Unravel–Rewrite–Now!

NaNo ParticipantThe sleeves on a sweater I made this summer were knit on 4 needles. When I finished knitting the second sleeve, I tried the sweater on and the sleeve just didn’t feel right. I had used needles that were a size too small and not noticed. Fed up, I left the sweater in the knitting bag and walked away. I just didn’t feel like unravelling and reknitting the thing after putting all that work into it the first time.

On Saturday, my NaNoWriMo novel hit the same snag. I happily wrote a scene of great danger and suspense, met my word quota for the day, and closed the laptop. On Sunday, I realized that I had written the wrong scene. Unlike the sweater, where I could put off tearing it down and fixing it as long as I wanted, the novel needed to keep going—right away. I used Chris Baty’s delete method—highlighted the useless chunk of writing and changed the font colour to white so I couldn’t see it anymore. Then I wrote another scene, one that fits the story, and makes the next scene—and the next—possible.

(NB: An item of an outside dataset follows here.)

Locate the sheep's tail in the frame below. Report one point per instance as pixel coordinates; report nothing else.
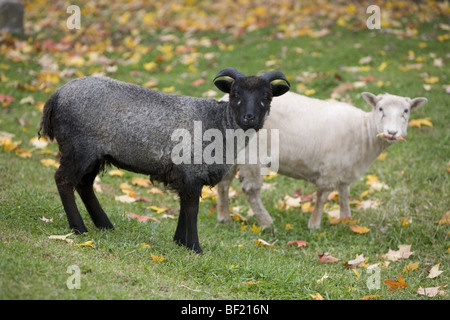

The crazy NaNo deadline kept me from moaning about my wasted writing time and put my focus where it should be—on getting the book finished. Once the new piece was written, the feelings of annoyance at the waste of time and effort on something that was destined for the delete button went away. It felt good to find another solution, to fix what was wrong and, more important, to know I could do it. Back on track, I am now looking forward to clicking out Monday’s instalment.